Traditional vet groups are alarmed by the rising profile CVA has on cable news programs and in newspapers where informed opinions on chronic claim backlogs and care delays should rule. Instead, there’s heated rhetoric that stirs dissent and attempts to turns the public against a department the CVA routinely portrays always as too costly and too ineffective.
Joseph Violante, national legislative director for Disabled American Veterans, a well-informed and thoughtful advocate for vets over decades, recalls being invited to react to Hegseth’s critique of VA on a talk radio program in Wisconsin. He was upset to hear Hegseth contend VA budgets continue to climb despite “four million fewer veterans” than a decade ago.
“I said, ‘Yea, there are probably four million fewer. But they are not all in VA health care’ ” Violante said. “If you look at health care numbers on unique patients, it hasn’t changed much the past decade [at almost six million being treated]. Enrollment has gone up to about nine million.
“But to throw stuff out like that shows they don’t understand what the hell they are talking about. They mix the claims process with the healthcare process and the backlog and wait lists like they are one thing. Every time I see [CVA on TV or in print] the hair on the back of my neck just stands up.”
Long-time advocates like Violante worry that CVA’s arguments, over time, will give politicians cover to cut VA funding severely or even to dismantle much of the VA health care system.
“They have these people out there saying, ‘We’re giving VA too much. We’re giving the Defense Department too much.’ Their whole purpose is to
give support to anyone
who wants to cut government, particularly for veterans.”
The theme that VA is too costly and ineffective is critical to a message of doubt in government programs. If the vast VA bureaucracy can’t satisfy your medical needs, isn’t it best to get care from the private sector?
DAV, American Legion, Veterans of Foreign Wars want the VA preserved for its expertise and resources in caring for vets. They fear bills to supplement the VA care by sending vets into the private sector for care nearer to home is a first step toward watering down VA quality of care.
Shinseki concedes his controversial decisions to make ischemic heart disease, Parkinson’s disease and B-cell leukemia service-related conditions for anyone who stepped foot in Vietnam helped to create the tsunami of claims and health care obligations that has overwhelmed VA,
even as hundreds of thousands of vets came home from long, recent wars.

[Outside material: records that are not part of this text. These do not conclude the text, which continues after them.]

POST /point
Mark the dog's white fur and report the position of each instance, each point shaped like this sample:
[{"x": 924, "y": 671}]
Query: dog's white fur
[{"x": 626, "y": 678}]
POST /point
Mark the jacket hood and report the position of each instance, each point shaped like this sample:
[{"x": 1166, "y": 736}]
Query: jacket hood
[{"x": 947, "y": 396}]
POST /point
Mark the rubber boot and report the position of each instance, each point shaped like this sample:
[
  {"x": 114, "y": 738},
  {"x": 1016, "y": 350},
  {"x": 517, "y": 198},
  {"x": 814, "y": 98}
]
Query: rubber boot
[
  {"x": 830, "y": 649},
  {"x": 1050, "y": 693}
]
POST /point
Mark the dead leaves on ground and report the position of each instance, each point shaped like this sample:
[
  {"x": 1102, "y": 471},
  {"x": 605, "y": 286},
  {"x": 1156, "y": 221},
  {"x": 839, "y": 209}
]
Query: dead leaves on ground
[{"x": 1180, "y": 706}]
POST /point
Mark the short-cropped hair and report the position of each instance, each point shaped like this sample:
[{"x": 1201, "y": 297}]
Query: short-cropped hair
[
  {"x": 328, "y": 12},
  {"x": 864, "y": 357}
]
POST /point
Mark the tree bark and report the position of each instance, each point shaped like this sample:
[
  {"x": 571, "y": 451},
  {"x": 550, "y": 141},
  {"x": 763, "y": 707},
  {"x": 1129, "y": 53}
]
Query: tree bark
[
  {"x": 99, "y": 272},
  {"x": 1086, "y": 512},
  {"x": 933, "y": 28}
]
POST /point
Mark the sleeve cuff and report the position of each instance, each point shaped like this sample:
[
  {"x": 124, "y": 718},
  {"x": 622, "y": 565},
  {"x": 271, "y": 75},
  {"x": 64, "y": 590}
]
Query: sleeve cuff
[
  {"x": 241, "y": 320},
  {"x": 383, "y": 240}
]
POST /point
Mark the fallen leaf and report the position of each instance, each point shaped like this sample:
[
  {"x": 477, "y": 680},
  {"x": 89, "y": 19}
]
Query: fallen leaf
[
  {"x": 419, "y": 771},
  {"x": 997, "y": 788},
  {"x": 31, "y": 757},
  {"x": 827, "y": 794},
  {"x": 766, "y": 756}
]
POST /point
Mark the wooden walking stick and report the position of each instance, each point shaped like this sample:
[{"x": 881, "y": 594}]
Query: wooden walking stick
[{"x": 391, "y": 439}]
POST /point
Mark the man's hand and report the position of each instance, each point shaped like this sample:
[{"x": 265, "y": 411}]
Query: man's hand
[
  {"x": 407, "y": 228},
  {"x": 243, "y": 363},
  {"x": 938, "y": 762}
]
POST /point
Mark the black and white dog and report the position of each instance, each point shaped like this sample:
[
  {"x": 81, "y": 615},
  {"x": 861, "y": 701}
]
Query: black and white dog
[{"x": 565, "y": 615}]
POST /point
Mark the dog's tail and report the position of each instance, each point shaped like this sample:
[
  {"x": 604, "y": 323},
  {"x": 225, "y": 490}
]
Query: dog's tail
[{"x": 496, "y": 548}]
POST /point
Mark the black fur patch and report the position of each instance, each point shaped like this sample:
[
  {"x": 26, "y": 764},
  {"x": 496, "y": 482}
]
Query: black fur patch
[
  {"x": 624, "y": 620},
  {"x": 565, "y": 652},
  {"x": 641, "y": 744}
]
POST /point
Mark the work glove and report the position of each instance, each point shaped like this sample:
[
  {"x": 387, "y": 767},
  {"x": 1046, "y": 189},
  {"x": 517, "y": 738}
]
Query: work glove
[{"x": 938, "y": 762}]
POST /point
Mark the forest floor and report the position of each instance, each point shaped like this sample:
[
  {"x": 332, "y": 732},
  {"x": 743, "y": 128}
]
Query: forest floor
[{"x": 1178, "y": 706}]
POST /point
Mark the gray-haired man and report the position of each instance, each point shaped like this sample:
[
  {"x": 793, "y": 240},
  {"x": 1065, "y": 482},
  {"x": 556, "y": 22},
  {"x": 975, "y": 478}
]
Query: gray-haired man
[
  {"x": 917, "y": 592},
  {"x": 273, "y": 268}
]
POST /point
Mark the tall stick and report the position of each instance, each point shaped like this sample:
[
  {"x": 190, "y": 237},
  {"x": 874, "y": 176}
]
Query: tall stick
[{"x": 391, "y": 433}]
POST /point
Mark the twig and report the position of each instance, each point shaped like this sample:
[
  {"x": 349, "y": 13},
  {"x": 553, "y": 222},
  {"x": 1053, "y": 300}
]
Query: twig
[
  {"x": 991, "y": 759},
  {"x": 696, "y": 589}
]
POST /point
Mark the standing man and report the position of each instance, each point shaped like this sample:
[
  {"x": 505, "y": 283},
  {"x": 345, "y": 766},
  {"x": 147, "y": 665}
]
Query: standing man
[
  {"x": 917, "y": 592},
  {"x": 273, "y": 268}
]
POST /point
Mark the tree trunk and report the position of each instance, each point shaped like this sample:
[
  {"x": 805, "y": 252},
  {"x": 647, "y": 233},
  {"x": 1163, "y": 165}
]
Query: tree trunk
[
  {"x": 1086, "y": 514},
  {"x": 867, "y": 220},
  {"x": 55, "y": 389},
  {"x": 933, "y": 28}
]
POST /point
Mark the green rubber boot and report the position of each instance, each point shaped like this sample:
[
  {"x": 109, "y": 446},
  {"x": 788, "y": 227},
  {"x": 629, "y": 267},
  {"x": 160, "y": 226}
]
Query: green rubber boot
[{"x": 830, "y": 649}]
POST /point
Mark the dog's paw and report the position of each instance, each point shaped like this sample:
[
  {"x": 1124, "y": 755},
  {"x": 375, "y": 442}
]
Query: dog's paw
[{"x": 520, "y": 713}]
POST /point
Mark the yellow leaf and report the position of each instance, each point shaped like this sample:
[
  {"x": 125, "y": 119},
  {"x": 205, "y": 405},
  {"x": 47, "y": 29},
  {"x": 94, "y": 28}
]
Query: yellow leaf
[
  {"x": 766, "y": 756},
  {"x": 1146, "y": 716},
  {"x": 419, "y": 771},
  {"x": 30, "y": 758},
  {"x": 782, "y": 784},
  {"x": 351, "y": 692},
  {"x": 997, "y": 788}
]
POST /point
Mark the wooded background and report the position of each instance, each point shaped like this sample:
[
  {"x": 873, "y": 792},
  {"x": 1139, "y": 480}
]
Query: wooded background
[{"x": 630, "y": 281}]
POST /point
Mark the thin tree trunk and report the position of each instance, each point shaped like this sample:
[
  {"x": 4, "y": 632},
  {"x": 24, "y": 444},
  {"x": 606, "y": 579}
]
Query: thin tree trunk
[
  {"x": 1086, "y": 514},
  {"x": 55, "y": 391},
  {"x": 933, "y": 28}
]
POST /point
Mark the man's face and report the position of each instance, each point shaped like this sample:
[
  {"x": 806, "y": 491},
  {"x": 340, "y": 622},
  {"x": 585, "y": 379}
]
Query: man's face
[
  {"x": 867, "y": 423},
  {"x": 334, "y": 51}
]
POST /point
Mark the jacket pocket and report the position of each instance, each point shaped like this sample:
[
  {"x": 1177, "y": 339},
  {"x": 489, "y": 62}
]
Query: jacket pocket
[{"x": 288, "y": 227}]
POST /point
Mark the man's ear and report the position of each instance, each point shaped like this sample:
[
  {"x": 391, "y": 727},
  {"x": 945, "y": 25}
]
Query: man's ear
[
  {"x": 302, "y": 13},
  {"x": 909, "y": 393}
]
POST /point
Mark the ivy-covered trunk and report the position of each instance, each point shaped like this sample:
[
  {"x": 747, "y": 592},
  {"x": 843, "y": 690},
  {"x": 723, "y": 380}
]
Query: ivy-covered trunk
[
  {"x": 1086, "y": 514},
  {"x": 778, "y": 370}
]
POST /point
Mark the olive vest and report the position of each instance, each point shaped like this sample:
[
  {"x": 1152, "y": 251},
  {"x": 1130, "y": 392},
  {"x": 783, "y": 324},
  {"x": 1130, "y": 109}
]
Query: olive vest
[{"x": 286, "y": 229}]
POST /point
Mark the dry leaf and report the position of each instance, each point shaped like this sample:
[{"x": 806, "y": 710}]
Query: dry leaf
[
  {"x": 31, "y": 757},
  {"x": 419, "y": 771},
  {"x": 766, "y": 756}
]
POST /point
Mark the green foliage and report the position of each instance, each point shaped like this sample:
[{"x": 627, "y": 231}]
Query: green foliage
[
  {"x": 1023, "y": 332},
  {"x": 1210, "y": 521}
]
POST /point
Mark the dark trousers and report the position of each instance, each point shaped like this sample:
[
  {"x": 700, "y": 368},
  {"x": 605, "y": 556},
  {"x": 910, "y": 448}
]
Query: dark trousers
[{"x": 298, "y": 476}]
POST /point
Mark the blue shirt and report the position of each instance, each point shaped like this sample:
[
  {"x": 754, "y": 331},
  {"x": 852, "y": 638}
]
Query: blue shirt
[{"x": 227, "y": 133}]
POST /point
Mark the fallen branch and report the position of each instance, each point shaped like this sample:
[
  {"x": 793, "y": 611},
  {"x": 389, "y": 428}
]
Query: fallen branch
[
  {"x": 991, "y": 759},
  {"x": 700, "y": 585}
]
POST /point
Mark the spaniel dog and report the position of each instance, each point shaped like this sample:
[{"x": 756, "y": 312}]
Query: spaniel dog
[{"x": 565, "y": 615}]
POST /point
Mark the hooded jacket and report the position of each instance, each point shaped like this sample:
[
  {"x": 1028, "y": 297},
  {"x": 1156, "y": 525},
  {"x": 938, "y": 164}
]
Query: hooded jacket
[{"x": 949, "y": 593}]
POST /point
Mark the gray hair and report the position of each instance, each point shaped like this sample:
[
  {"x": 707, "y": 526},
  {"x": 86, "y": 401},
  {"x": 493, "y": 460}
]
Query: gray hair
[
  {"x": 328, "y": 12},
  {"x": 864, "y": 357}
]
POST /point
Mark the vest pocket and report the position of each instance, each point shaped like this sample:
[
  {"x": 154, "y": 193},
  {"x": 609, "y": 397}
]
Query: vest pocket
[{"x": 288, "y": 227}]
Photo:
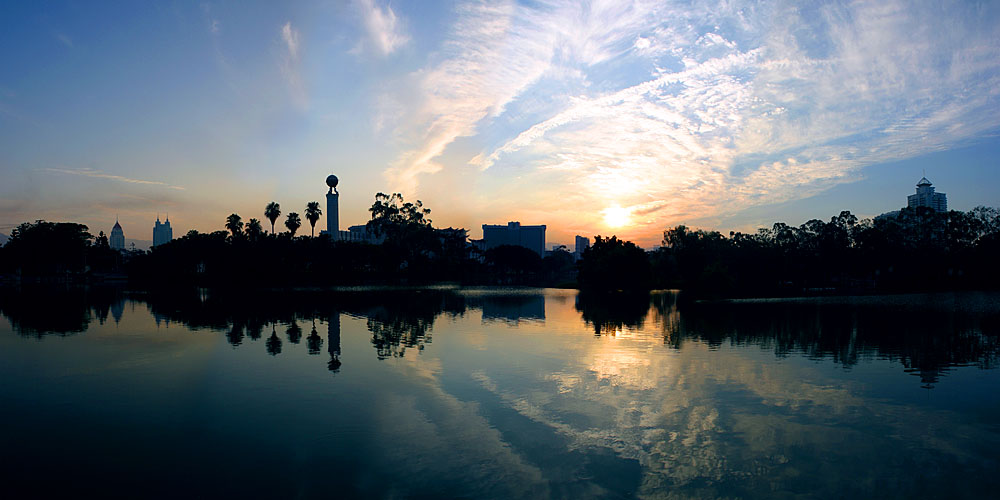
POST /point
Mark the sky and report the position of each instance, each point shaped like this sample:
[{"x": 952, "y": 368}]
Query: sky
[{"x": 599, "y": 117}]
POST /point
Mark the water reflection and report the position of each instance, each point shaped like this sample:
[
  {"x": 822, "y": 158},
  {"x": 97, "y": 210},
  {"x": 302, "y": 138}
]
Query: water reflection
[
  {"x": 926, "y": 334},
  {"x": 520, "y": 394}
]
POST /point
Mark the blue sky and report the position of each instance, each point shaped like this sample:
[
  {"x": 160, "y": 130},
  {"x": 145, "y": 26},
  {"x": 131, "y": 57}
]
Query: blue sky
[{"x": 590, "y": 117}]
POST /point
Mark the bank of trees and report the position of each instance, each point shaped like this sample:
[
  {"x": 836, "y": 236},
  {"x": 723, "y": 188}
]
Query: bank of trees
[{"x": 914, "y": 250}]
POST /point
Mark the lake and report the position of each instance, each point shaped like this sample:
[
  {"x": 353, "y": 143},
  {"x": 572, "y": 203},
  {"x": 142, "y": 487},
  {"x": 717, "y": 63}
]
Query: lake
[{"x": 484, "y": 393}]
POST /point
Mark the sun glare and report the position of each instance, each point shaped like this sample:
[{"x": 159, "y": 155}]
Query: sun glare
[{"x": 616, "y": 216}]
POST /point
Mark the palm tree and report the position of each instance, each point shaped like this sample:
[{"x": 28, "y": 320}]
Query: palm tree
[
  {"x": 234, "y": 223},
  {"x": 254, "y": 229},
  {"x": 312, "y": 214},
  {"x": 272, "y": 212},
  {"x": 293, "y": 223}
]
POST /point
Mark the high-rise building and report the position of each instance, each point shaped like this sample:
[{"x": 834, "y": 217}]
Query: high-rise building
[
  {"x": 582, "y": 243},
  {"x": 926, "y": 197},
  {"x": 162, "y": 233},
  {"x": 117, "y": 239},
  {"x": 530, "y": 237}
]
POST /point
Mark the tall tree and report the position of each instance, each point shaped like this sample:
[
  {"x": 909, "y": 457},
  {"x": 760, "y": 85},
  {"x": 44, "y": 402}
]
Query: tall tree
[
  {"x": 312, "y": 214},
  {"x": 234, "y": 223},
  {"x": 293, "y": 222},
  {"x": 254, "y": 229},
  {"x": 272, "y": 212}
]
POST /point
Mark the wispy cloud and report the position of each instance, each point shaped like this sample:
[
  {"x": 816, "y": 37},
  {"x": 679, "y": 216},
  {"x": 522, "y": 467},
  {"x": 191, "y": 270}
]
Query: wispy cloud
[
  {"x": 97, "y": 174},
  {"x": 679, "y": 111},
  {"x": 384, "y": 28},
  {"x": 290, "y": 62}
]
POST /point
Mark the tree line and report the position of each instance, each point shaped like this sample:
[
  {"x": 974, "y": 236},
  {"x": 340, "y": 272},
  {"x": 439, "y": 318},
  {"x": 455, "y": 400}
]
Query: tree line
[{"x": 912, "y": 250}]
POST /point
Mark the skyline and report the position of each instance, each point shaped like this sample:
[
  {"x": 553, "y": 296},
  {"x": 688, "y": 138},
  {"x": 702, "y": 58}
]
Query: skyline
[{"x": 608, "y": 118}]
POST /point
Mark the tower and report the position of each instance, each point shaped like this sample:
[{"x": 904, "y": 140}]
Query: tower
[
  {"x": 926, "y": 197},
  {"x": 117, "y": 239},
  {"x": 332, "y": 207},
  {"x": 162, "y": 232}
]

On his watch VA also simplified the process for filing post-traumatic stress disorder claims from veterans of all wars, made compensable more illnesses for 1990-91 Gulf War veterans exposed to in-theater toxins, and launched an aggressive outreach to explain to vets potential disabilities. That’s why the typical claim today has a dozen compensable conditions to be reviewed versus three to four in past wars.
Congress must be aggressive in its oversight of VA health care delays and abuses. But politicians also need to take a hard look at why VA claims and health care have been overwhelmed, and avoid the bitter sound bite wars that give a group like CVA an equal voice with truly pro-vet advocates.